The Bill Plant National Driving School have in partnership with local councils been a part of this progression and reduction in road deaths by pushing their Road Safety Campaigns.
Using roadshows and leaflets highlighting to the general public the dangers of drink driving, speeding, and driving without due care and attention we have spread the Road Safety bug far and wide!

Having carried these roadshows out over the last 3 years, we are happy to be a part of making the UK roads safer for all road users today.

  • Since 1952, over 315,000 people have died on our UK roads.
  • An average of 6000 people died each year as a result of road traffic accidents in 1952 compared to recent record-low figures of 1857 in 2010 and even fewer in 2011.
  • Compared to 1952, you are up to 7 times safer on the roads in 2012.
  • In 1952 there were only 3.8 million vehicles on our roads rising sharply in recent years to over 35 million!
  • Just 6 years after taking the throne, our Queen saw the UK’s first motorway known then as the Preston Bypass (now the M6) being opened to our UK road users in 1958 and it had NO SPEED LIMIT until 1967 when a 70mph limit was introduced as an experiment.
  • Over £45 billion is paid in road taxes today, compared with less than £400 million in 1952.
  • Additions to road usage requirements include the MOT test, Theory Test, Hazard Perception Test, Child Seat Requirements, Compulsory Seat Belt Requirements, Speed Limits, Traffic Cameras, Motorcycle Helmet Requirements, and more recently Drink Drive and Drug Drive Limits.
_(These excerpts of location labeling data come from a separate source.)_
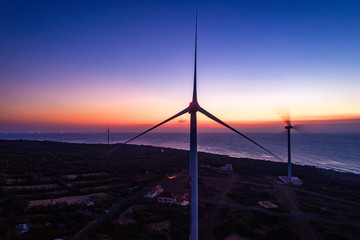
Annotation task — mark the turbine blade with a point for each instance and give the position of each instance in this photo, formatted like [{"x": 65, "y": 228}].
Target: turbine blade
[
  {"x": 194, "y": 90},
  {"x": 175, "y": 116},
  {"x": 209, "y": 115},
  {"x": 171, "y": 118}
]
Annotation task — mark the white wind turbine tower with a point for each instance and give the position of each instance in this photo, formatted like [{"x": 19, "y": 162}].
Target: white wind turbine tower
[
  {"x": 289, "y": 179},
  {"x": 192, "y": 109}
]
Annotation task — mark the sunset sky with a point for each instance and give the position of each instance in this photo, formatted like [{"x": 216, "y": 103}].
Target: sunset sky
[{"x": 81, "y": 65}]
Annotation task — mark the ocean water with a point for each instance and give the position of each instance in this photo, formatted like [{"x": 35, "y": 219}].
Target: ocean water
[{"x": 340, "y": 152}]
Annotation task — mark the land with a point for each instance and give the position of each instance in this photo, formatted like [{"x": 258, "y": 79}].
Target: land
[{"x": 76, "y": 191}]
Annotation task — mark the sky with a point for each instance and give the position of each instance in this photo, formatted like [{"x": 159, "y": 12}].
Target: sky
[{"x": 81, "y": 65}]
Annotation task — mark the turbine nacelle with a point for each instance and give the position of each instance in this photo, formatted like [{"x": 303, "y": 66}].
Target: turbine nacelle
[
  {"x": 194, "y": 106},
  {"x": 288, "y": 126}
]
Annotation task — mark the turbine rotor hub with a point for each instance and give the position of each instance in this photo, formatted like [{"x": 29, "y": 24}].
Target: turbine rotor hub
[{"x": 193, "y": 107}]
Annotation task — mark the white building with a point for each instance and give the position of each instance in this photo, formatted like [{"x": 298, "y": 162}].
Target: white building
[
  {"x": 166, "y": 197},
  {"x": 154, "y": 192},
  {"x": 227, "y": 167}
]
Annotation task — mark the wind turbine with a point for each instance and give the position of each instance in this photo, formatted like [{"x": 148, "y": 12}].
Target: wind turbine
[
  {"x": 289, "y": 179},
  {"x": 108, "y": 132},
  {"x": 192, "y": 109}
]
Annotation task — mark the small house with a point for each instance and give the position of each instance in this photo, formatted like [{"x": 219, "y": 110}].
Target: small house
[
  {"x": 166, "y": 197},
  {"x": 154, "y": 192},
  {"x": 182, "y": 200},
  {"x": 227, "y": 167}
]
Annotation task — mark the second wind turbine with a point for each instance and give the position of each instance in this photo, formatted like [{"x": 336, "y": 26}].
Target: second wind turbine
[{"x": 192, "y": 109}]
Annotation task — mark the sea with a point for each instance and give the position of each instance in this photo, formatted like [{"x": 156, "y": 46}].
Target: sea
[{"x": 339, "y": 152}]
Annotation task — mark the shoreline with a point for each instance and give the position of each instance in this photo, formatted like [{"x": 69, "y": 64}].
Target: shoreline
[{"x": 337, "y": 170}]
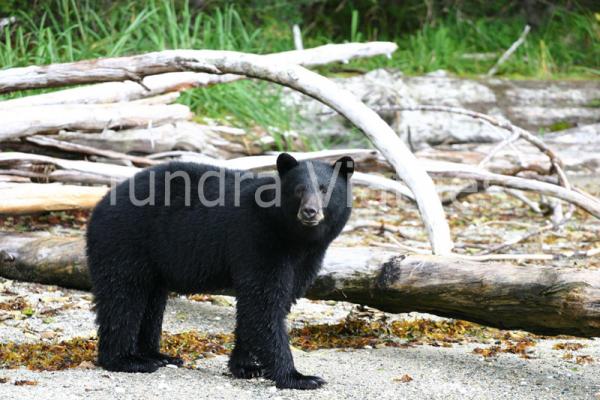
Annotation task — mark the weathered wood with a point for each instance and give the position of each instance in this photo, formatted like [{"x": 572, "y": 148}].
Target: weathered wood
[
  {"x": 540, "y": 299},
  {"x": 260, "y": 67},
  {"x": 22, "y": 198},
  {"x": 114, "y": 92},
  {"x": 93, "y": 173},
  {"x": 180, "y": 135},
  {"x": 24, "y": 121}
]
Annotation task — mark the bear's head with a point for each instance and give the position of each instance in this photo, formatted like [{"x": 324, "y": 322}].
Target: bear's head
[{"x": 316, "y": 196}]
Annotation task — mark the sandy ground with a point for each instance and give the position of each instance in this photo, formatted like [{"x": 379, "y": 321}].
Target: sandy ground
[{"x": 436, "y": 372}]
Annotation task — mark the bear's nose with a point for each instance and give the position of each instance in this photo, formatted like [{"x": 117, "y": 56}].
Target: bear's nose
[{"x": 309, "y": 212}]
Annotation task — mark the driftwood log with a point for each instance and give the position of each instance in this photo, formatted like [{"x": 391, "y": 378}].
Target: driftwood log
[
  {"x": 260, "y": 67},
  {"x": 114, "y": 92},
  {"x": 90, "y": 173},
  {"x": 541, "y": 299}
]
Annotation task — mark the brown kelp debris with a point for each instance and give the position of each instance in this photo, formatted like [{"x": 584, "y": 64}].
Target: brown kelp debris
[{"x": 82, "y": 351}]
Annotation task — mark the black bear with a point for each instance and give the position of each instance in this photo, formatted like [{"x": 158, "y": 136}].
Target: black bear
[{"x": 263, "y": 236}]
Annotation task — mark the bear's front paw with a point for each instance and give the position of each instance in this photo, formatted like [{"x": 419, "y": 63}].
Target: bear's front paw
[
  {"x": 247, "y": 370},
  {"x": 298, "y": 381}
]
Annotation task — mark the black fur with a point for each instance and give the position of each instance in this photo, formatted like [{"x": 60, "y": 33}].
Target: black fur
[{"x": 137, "y": 254}]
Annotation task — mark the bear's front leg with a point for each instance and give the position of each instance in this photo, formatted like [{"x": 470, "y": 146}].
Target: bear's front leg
[{"x": 261, "y": 331}]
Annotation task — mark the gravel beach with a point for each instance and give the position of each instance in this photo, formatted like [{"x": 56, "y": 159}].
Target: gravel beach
[{"x": 420, "y": 372}]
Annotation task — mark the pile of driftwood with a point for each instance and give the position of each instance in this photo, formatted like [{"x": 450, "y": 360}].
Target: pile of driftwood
[{"x": 68, "y": 146}]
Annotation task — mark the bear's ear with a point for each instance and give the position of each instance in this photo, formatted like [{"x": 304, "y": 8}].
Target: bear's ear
[
  {"x": 285, "y": 162},
  {"x": 346, "y": 166}
]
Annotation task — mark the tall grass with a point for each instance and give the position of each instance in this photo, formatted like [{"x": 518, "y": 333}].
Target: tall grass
[{"x": 567, "y": 45}]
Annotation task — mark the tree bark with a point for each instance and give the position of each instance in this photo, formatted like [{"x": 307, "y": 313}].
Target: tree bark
[
  {"x": 541, "y": 299},
  {"x": 114, "y": 92},
  {"x": 24, "y": 198},
  {"x": 260, "y": 67},
  {"x": 25, "y": 121},
  {"x": 94, "y": 173}
]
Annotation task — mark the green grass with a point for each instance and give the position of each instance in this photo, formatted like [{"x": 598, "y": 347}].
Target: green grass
[{"x": 566, "y": 46}]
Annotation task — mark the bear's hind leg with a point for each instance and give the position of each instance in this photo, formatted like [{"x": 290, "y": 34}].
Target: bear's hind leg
[
  {"x": 119, "y": 316},
  {"x": 243, "y": 364},
  {"x": 149, "y": 337}
]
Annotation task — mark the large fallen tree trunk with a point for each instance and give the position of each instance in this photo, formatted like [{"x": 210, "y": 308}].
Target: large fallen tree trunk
[
  {"x": 113, "y": 92},
  {"x": 260, "y": 67},
  {"x": 540, "y": 299},
  {"x": 90, "y": 173},
  {"x": 21, "y": 198},
  {"x": 24, "y": 121}
]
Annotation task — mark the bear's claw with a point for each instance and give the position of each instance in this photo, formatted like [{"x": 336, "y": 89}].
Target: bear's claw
[{"x": 301, "y": 382}]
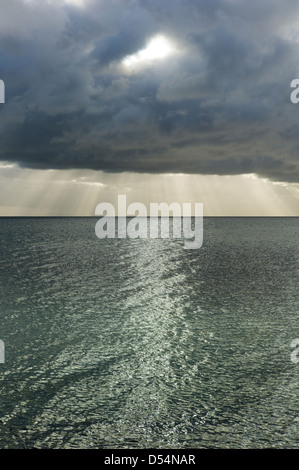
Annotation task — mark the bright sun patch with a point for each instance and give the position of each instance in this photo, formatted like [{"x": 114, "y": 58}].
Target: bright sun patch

The figures are promising and the movement closer and closer to the aim of zero road deaths per year is something that we should all be looking toward.

A word from the Bill Plant National Driving School’s Operations Director, Paul Kittrick;

“There is no such thing as a man-made accident, only incidents and collisions. These are preventable. There are very very few real accidents that cause road deaths and these include freak accidents such as trees falling onto cars. The other 99.99% of road deaths are caused by incidents and collisions, each and every one of these road deaths is the result of circumstances that were wholly preventable.
The risks associated to driving outside of the guidelines given in the Highway Code are far larger than road users often realise, until of course it is themselves that are a part of the statistics – don’t put yourself or other road users at risk by driving dangerously. Be road aware, be Road Safety aware and help us eradicate road deaths altogether.”

Stay safe on the roads and keep in mind that by following the guidelines set out, nearly every road death can be avoided! Quite an astonishing statement but very true.
Have fun celebrating 60 years of the Queen holding the throne, and during the Jubilee weekend be sure to not drink & drive.